Oldham believes loyalty schemes must provide shoppers with what they say they want, ie, clarity, simplicity, tangible rewards they understand, and a wide set of ways in which to spend them, to have a future.

“Shoppers want generous rewards, schemes that are easy to use and have scale where they can be widely used.”

The challenge is to harness emerging technology to build on the classic ‘spend and reward’ model.

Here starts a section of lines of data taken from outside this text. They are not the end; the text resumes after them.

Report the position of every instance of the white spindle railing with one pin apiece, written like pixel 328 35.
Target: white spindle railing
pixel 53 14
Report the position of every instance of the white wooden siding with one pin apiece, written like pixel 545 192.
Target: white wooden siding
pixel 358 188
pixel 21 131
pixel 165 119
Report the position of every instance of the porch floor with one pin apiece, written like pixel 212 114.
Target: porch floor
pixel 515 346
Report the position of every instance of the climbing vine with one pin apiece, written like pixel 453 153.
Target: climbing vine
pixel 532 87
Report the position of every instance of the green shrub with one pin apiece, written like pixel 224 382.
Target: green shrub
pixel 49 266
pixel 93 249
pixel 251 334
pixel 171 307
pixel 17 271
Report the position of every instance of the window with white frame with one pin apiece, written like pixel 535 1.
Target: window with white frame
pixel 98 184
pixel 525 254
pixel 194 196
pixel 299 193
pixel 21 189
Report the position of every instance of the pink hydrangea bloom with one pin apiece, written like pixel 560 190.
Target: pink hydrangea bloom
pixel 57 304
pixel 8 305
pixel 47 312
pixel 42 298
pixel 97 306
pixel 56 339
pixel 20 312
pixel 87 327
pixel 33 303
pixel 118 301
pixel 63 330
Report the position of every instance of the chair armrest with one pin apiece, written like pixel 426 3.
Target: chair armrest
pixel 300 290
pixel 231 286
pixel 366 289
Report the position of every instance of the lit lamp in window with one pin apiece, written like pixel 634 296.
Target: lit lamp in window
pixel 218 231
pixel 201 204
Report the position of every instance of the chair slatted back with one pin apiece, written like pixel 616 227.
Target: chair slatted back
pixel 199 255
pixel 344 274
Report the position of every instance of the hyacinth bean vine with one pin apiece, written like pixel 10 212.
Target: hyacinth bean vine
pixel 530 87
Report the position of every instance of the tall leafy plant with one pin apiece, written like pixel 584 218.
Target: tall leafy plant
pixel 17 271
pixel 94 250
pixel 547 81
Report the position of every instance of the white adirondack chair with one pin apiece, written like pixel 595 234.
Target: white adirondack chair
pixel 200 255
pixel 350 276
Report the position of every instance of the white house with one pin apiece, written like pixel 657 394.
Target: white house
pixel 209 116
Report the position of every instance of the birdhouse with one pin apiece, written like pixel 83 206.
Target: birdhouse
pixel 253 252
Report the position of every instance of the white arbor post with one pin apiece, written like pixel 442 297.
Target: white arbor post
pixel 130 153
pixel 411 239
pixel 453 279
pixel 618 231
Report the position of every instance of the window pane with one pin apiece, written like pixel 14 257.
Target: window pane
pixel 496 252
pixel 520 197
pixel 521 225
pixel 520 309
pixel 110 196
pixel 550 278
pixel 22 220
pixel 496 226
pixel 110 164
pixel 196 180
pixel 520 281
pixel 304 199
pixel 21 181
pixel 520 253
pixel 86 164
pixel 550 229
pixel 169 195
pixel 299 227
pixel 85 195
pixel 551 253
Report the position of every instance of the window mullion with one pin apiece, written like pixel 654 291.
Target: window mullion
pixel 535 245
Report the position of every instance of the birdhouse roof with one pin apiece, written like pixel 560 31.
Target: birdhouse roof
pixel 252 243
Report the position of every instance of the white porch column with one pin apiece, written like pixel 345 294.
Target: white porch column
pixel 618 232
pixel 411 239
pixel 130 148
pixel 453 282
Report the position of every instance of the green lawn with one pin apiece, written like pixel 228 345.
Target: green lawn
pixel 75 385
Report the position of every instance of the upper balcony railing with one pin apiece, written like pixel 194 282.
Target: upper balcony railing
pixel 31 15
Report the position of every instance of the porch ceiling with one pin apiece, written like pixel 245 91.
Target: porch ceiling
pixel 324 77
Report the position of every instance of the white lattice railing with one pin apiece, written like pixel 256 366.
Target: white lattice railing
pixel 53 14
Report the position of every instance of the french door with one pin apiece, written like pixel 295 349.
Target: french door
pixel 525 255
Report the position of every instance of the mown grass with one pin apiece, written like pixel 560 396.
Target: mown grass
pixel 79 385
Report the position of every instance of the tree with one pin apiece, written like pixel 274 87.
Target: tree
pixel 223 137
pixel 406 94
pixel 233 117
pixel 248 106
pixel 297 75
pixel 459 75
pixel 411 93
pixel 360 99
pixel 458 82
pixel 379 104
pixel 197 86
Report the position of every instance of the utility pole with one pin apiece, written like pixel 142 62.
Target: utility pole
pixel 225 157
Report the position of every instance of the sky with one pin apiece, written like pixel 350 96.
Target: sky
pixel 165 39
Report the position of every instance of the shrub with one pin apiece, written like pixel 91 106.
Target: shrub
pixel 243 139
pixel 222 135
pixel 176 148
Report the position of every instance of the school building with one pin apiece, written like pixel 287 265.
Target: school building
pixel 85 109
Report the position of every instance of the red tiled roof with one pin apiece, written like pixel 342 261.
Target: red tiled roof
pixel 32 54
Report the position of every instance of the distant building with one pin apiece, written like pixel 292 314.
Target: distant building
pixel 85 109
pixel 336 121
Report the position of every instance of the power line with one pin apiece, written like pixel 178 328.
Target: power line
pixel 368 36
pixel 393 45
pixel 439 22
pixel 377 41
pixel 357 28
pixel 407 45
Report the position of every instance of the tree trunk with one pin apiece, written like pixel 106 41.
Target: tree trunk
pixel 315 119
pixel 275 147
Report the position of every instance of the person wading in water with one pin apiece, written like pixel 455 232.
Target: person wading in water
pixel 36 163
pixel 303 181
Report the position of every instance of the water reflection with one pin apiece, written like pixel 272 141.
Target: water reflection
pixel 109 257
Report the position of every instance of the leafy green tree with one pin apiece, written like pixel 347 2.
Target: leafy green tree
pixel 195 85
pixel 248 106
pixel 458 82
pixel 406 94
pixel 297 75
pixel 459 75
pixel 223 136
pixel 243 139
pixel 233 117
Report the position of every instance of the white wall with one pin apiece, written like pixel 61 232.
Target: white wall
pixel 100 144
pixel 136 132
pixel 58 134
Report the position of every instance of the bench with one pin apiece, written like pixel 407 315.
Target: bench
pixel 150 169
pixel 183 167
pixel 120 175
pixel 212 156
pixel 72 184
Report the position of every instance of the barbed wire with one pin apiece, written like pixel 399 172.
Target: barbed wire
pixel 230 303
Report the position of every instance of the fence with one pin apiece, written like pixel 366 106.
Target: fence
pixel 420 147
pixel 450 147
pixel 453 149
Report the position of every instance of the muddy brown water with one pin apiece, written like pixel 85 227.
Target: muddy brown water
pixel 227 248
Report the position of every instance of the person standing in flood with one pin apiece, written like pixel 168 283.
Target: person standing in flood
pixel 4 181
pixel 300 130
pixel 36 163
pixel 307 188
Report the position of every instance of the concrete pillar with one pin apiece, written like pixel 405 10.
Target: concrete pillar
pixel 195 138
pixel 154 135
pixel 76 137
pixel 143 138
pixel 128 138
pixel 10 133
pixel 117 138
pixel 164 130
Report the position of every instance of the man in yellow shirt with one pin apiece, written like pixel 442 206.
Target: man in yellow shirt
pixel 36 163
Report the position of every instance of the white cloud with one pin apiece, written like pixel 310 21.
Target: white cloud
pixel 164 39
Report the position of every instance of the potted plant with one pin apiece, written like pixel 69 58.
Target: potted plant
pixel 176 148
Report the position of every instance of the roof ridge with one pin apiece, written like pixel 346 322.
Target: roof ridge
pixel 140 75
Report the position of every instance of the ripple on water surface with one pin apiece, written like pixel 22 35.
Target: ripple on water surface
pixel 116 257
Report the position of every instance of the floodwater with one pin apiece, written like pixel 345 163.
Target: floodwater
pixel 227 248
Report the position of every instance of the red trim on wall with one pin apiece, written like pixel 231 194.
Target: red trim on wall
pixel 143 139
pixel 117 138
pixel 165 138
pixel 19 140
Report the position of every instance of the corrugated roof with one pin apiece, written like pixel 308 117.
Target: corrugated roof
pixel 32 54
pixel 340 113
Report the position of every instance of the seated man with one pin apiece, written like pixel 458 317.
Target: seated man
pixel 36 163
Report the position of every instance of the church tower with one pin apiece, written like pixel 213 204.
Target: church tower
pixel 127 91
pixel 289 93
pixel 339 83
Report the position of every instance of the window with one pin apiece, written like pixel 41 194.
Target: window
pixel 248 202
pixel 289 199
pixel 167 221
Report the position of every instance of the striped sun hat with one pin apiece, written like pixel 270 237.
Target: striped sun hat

“Nectar is becoming more digital and we can identify and reward lots of different interactions,” says Lips. “There are opportunities to reward people for testing things, bringing their own bags or writing a product review, for example. We will see loyalty programmes become much more engaging. We will see significantly more personalisation, using technology to differentiate what communication is sent out to different consumers.”

Sainsbury’s is already offering more personalised loyalty deals, adds Lips. “Instead of walking the aisles to see if the products you normally buy are for sale, we now show shoppers the 20 offers they normally buy. It’s a complete eye-opener when they experience it.”

Waitrose free coffee

Tesco is also moving towards ever greater personalisation and richer offerings. Its smartphone-based ‘digital Clubcard’ is expected to launch this autumn, and has promised to build loyalty by helping shoppers find deals and offers across channels, as well as potentially bundling in music, book and film content into its loyalty offer.Other important characteristics are also emerging in the loyalty market place. Simplicity of use is an under-appreciated weapon in the loyalty armoury that will gain even greater importance. Amazon’s One Click buying is a good example of the way embedding simplicity in transactions makes buyers more loyal. PayPal’s mobile wallet system, which is increasingly being used on the high street as well as online, is another.

Loyalty schemes may also start to take on more game-like and social elements. Early examples include alerts notifications, such as Barclays SmartSpend service, which helps consumers find good deals or club together to get the best price, says Oldham.

Loyalty schemes could tie into the new generation of smartphone apps and consumer devices that track health and weight to broaden their reach and appeal with related offers, and by offering social and competitive elements around healthy eating, weight loss, fitness or cooking, says Lips.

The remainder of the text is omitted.